Tuesday, September 09, 2014

Iraqi-Jewish voice heard on BBC

 Demonstrators in London protesting at the genocide of minorities in Iraq

The current disaster afflicting minorities in Iraq, threatened by the advancing Islamic State army (IS), has had a positive unexpected effect: a Jewish voice was heard on the BBC programme, Beyond Belief.

You can hear Edwin Shuker (at 10 minutes into the programme) give an eloquent potted history of his life in Iraq, how the ancient Jewish community was persecuted again after the murder of King Faisal ll in 1958 and most of its remaining members fled to freedom over the mountains of Kurdistan in the 1970s.

Shuker was introduced by presenter Ernie Rea as an 'Arab' Jew - approved BBC-speak. Shuker told Point of No Return that he has never used this expression in his life to describe either Jews or Christians.

To the BBC's credit, however, the injection of a Jewish voice puts into perspective the ethnic cleansing of Iraq's minorities. Yazidis and Assyrian Christians are the latest to suffer from the IS's demands: pay an unaffordable jizya tax, convert to Islam or die. Hundreds have been killed and their women and children sold into slavery.

Ernie Rea and his guests projected the BBC party line that until the 20th century Iraq was known as a 'harmonious melting pot of religious and ethnic diversity'. No mention of the 1941 Farhud.

All agreed that the persecution of the Jews (attributed solely to the Ba'ath party) was 'political' rather than religious.

Dr Reza Pankhurst, author of The Inevitable Caliphate, was revealed only at the end of the programme as belonging to Hizb-ut-Tahrir, a banned Islamist organisation in the UK. He made the dhimmi status of non-Muslims sound like a privilege and the caliphate sound like a bit of necessary dental surgery: it may hurt in the beginning, but it will benefit you in the end.

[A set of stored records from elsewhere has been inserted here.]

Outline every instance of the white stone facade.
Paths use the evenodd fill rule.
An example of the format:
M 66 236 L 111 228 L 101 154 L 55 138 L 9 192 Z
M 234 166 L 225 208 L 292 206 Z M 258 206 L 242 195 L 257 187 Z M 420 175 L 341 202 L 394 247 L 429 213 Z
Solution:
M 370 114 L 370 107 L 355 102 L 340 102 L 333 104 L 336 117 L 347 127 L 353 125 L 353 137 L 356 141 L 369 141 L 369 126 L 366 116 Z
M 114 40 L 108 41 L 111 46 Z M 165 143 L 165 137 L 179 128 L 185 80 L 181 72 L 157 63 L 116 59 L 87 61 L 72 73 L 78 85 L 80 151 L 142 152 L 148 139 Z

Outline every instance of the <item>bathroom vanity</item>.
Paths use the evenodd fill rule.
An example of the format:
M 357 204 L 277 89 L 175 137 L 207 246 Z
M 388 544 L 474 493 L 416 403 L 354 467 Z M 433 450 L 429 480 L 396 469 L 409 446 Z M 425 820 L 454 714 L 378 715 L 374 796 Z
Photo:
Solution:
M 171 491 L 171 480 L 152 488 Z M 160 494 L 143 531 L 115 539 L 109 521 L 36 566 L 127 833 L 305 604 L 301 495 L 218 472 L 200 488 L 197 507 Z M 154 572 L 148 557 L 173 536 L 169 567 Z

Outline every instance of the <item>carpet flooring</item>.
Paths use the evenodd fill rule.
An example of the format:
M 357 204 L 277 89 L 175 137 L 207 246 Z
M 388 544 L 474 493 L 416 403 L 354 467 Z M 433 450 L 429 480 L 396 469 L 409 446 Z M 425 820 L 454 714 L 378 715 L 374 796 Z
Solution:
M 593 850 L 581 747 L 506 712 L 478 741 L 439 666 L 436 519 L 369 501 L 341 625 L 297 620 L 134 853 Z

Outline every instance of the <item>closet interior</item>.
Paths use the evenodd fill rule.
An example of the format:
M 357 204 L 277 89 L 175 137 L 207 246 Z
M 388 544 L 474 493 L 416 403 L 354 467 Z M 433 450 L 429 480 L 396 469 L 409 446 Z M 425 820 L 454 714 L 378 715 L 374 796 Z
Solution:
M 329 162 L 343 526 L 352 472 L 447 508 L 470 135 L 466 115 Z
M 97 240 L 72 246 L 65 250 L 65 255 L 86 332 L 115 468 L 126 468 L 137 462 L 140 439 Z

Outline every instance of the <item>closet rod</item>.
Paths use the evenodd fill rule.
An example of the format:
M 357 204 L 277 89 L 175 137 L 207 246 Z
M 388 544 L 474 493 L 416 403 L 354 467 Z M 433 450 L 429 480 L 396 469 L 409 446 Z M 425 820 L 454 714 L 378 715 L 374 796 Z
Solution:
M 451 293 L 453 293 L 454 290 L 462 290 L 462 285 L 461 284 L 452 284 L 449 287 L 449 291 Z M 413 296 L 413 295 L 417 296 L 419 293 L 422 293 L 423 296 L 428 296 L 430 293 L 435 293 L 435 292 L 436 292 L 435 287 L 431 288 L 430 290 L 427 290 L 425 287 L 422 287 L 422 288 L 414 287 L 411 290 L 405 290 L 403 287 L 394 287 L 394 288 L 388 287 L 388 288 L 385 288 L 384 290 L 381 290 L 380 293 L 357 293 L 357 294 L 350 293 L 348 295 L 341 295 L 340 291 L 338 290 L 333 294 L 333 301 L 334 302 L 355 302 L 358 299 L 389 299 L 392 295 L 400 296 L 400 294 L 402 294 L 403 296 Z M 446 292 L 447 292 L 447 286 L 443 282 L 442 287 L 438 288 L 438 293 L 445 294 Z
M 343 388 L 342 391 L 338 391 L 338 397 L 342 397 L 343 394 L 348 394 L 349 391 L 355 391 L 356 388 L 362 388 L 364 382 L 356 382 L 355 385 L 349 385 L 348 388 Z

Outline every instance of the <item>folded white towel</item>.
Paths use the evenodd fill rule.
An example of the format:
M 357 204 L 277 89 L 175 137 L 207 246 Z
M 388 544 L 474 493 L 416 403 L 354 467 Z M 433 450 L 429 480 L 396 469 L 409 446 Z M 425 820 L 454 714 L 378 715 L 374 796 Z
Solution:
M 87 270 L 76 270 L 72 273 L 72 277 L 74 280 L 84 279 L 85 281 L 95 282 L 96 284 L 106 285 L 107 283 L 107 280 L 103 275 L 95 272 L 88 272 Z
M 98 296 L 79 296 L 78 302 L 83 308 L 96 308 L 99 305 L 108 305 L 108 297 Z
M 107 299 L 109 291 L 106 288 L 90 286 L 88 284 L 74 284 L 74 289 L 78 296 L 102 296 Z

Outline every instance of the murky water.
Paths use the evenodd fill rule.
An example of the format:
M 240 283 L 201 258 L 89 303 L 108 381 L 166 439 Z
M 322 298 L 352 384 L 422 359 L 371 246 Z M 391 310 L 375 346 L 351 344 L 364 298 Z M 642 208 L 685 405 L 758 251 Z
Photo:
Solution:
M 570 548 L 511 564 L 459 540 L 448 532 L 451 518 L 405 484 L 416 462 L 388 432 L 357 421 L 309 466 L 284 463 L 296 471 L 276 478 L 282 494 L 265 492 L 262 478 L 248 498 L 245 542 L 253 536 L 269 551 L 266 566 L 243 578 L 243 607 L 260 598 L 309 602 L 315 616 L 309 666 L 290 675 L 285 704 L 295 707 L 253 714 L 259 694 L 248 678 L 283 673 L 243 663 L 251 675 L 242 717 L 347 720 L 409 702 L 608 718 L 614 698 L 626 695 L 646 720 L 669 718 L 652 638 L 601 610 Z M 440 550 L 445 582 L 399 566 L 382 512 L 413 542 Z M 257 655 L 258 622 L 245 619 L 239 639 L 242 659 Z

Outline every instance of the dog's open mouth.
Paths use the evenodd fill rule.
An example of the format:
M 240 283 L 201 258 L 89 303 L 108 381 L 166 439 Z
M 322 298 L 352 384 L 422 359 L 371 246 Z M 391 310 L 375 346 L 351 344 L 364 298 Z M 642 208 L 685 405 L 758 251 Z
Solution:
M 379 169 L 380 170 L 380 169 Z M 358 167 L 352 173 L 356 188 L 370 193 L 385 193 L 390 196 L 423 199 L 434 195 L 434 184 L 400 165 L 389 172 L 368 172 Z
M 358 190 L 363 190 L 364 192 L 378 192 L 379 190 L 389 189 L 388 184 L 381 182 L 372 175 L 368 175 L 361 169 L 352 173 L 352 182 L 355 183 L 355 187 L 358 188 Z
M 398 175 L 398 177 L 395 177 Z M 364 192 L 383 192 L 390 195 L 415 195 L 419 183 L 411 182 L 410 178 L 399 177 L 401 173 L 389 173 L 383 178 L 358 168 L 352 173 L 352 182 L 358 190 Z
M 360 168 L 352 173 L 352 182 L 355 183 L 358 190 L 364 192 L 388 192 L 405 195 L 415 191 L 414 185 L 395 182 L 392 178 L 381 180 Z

Gerard Russell, former British and United Nations diplomat and author of "Heirs to Forgotten Kingdoms: Journeys into the Disappearing Religions of the Middle East, suggested that the survival of non-Muslim minorities was a tribute to the 'tolerance' they experienced under Islam in Iraq. Later in the programme, however,  Russell admitted that the 'tolerant' Ottomans had managed to massacre three-quarters of all Yazidis.

Only Dr Erica Hunter, Senior Lecturer in Eastern Christianity in the Department of Religions at the School of Oriental and African Studies in London, was sanguine about the impact of 'dhimmitude' on non-Muslims, suggesting that minorities survived in Iraq into the 20th century despite Islam, not because of it.

At the end, the academics puzzled over what conditions needed to exist for Edwin Shuker to be able to 'return' to the country - a favourite BBC theme.

Puzzling indeed.

You can hear a podcast of Beyond Belief: The religious history of Iraq over the next year.